Elle n’a, d’ailleurs, le temps de rien : ni d’écrire à ses meilleures amies, ni d’aider sa mère dans ces petits soins délicats du ménage qui semblent l’apanage des jeunes filles, ni de détendre ses nerfs par la lecture d’un livre agréable, ou de les apaiser par une heure de musique, ni de rire, ni de danser, ni d’aimer !… Hors de son programme du B. A. P., il n’est point de salut. Et la conclusion de tant d’efforts fut qu’elle échoua à ses examens. Elle y arriva la mine sombre, la tête meurtrie, l’humeur endolorie, souffrant déjà mille maux, qui se traduiront, n’en doutez pas, dans quelques mois, par une neurasthénie aiguë.

Le travail ou le plaisir, pris en excès, mènent aux mêmes fins. Tous deux ont ce privilège charmant de se servir l’un l’autre de régulateur, et de n’atteindre tout leur prix qu’en s’appuyant réciproquement.

Pour le repos de notre conscience, il me semblerait utile que nous tracions de la vie que nous devons mener une sorte de programme rationnel, casant en bon ordre nos obligations, nos devoirs, nos délassements ; sans qu’aucune attribution empiétât sur le domaine de la voisine, nous classerions avec soin les cases de notre esprit et les trésors dont notre volonté dispose et, du coup, nous supprimerions de notre répertoire cette phrase creuse et inexpressive, qui est l’excuse obligée de la paresse et du désordre :

— Je n’ai pas le temps !

Il y a temps pour tout dans une vie bien organisée. On ne saurait croire le nombre de choses, d’occupations et de plaisirs qu’on peut faire tenir dans une existence réglée avec intelligence, esprit de suite, pondération et bonne humeur.

Un jour, cousine, je pris une excellente leçon auprès d’une de mes amies, — mère de famille très occupée, — professeur sans fortune et d’une égalité d’humeur stupéfiante. J’admirais ses ongles merveilleusement polis.

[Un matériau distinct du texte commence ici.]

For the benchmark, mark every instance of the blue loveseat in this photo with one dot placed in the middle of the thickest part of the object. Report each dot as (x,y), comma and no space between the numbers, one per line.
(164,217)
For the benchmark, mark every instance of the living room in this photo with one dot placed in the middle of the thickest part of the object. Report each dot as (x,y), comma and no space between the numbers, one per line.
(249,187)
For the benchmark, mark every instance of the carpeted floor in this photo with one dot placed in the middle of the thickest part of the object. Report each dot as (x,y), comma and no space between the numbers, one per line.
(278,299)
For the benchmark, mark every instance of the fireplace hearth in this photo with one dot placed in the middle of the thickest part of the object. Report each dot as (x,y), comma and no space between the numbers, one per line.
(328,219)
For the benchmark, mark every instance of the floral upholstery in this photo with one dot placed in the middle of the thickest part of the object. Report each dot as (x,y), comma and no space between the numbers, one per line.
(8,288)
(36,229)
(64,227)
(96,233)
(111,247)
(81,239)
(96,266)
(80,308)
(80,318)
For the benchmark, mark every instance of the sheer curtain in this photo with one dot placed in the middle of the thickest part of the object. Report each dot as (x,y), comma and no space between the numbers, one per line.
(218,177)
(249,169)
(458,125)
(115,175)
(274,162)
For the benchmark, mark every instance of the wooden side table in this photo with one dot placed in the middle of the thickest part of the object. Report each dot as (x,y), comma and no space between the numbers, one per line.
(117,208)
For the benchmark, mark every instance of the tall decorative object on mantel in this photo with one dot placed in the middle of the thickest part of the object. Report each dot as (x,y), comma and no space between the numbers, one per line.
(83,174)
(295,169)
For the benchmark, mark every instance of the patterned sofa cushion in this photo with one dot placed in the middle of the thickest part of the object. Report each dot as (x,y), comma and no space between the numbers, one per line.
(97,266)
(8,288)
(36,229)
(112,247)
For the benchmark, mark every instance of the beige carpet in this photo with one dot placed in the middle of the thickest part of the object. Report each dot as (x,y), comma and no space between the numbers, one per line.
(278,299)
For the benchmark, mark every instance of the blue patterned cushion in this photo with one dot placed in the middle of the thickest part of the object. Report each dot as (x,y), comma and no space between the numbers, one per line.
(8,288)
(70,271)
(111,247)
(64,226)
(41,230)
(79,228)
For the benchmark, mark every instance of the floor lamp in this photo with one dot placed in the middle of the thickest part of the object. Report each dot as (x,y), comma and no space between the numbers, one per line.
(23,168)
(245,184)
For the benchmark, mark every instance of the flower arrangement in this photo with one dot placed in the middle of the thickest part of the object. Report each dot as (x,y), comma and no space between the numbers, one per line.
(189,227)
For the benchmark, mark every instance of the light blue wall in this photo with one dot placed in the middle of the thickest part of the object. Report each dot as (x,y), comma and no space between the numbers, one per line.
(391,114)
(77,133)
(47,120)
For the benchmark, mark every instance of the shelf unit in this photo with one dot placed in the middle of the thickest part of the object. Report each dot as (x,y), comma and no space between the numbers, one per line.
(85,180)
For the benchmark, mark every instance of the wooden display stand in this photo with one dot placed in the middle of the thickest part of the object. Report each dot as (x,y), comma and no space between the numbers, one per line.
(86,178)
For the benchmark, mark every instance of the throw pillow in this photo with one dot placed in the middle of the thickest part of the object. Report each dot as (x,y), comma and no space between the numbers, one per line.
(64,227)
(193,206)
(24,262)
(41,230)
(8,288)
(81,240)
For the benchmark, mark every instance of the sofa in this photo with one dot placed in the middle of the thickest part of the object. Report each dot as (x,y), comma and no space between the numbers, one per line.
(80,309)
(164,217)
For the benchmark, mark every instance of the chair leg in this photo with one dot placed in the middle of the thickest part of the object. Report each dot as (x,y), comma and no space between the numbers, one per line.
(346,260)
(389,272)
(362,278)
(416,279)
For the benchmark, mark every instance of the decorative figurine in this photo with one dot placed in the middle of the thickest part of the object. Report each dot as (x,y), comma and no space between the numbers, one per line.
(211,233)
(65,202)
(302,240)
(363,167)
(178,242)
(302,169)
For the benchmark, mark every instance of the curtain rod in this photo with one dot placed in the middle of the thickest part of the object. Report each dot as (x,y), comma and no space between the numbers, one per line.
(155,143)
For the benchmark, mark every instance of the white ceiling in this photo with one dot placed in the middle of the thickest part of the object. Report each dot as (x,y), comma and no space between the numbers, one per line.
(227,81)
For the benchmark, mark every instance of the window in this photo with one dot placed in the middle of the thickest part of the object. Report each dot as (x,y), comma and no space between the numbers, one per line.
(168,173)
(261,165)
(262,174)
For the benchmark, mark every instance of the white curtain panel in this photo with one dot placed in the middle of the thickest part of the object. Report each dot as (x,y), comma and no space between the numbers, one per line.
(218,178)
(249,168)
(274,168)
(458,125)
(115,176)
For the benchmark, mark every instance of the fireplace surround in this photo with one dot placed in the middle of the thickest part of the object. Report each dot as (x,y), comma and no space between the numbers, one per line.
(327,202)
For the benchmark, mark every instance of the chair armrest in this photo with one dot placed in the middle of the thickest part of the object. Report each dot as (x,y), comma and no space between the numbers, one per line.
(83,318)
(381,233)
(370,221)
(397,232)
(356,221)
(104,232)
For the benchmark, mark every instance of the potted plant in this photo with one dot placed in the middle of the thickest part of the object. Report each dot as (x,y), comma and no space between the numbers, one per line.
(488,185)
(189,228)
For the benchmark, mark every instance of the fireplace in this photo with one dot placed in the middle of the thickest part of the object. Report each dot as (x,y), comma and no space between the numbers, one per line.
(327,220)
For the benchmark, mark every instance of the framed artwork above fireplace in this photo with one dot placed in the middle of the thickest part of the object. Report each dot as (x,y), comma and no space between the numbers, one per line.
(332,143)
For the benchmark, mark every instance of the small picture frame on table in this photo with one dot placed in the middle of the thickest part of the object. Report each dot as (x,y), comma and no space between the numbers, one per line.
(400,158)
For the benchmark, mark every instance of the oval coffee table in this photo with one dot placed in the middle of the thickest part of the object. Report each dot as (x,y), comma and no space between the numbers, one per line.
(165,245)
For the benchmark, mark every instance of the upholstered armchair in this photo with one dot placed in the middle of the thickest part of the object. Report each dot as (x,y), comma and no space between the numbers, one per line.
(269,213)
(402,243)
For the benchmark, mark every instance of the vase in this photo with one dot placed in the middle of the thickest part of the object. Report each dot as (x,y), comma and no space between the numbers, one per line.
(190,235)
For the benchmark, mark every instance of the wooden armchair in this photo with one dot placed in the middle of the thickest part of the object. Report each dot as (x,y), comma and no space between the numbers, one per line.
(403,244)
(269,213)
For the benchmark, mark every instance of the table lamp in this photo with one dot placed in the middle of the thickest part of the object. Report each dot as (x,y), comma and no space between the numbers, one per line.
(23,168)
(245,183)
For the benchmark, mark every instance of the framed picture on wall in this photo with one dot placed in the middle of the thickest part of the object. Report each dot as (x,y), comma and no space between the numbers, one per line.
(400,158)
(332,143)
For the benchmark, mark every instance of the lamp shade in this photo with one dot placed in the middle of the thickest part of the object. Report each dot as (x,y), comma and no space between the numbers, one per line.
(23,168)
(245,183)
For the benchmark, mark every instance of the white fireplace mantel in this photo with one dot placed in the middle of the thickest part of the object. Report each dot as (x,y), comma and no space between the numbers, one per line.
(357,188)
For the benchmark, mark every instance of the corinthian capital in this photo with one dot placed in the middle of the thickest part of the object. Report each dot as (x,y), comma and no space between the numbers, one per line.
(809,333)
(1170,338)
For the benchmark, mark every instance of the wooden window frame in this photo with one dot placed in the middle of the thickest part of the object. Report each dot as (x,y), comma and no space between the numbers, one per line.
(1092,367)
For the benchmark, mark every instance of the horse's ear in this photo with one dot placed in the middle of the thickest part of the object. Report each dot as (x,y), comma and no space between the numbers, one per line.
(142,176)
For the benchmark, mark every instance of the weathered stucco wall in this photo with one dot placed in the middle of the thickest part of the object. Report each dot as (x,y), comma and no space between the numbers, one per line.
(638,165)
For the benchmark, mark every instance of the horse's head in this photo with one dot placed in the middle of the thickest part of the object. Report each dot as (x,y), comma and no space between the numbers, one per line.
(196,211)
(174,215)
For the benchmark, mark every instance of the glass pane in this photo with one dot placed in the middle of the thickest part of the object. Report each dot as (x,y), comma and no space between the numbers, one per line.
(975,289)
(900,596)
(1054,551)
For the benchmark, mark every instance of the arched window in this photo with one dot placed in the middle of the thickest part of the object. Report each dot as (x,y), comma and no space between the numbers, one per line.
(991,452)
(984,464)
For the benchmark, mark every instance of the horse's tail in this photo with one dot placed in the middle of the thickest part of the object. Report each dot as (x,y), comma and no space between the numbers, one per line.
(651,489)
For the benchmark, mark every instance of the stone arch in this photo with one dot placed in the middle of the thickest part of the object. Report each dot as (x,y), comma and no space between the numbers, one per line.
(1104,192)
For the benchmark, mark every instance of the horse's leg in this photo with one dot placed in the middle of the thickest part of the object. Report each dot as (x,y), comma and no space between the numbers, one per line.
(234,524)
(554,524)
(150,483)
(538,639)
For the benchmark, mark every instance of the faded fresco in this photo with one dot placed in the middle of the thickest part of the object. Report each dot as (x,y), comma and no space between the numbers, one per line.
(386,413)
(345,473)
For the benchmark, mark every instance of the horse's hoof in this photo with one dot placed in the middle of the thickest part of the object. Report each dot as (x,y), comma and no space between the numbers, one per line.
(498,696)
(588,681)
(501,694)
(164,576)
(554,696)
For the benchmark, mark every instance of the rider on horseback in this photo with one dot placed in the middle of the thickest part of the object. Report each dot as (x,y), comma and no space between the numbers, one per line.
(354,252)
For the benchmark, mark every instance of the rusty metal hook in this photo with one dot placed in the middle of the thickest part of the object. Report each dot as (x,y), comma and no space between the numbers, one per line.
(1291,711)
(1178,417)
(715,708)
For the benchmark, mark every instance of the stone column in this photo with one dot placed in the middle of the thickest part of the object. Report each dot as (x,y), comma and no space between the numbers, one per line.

— Comment avez-vous le temps, surmenée comme vous l’êtes, de soigner ainsi vos mains ? lui demandai-je.

— C’est bien simple, répondit-elle en riant, je ne sais réfléchir que lorsque mes « pattes » machinalement travaillent ; et, comme j’ai besoin d’au moins cinq minutes de méditation, chaque soir, pour tasser ma journée du lendemain, et repenser à celle qui finit, je saisis ma lime et mon polissoir, et me voilà partie… Je combine, je rumine, je me gronde, je repasse mes bévues, je case mes visites, mes leçons ; je prépare mes menus, je dresse le programme de la bonne et des enfants, et, quand mes ongles sont à point, je vois clair dans ma journée du lendemain. Et le contentement que j’en éprouve fait mon réveil gai.

Les petites causes ont, quelquefois, de grands effets, cousine !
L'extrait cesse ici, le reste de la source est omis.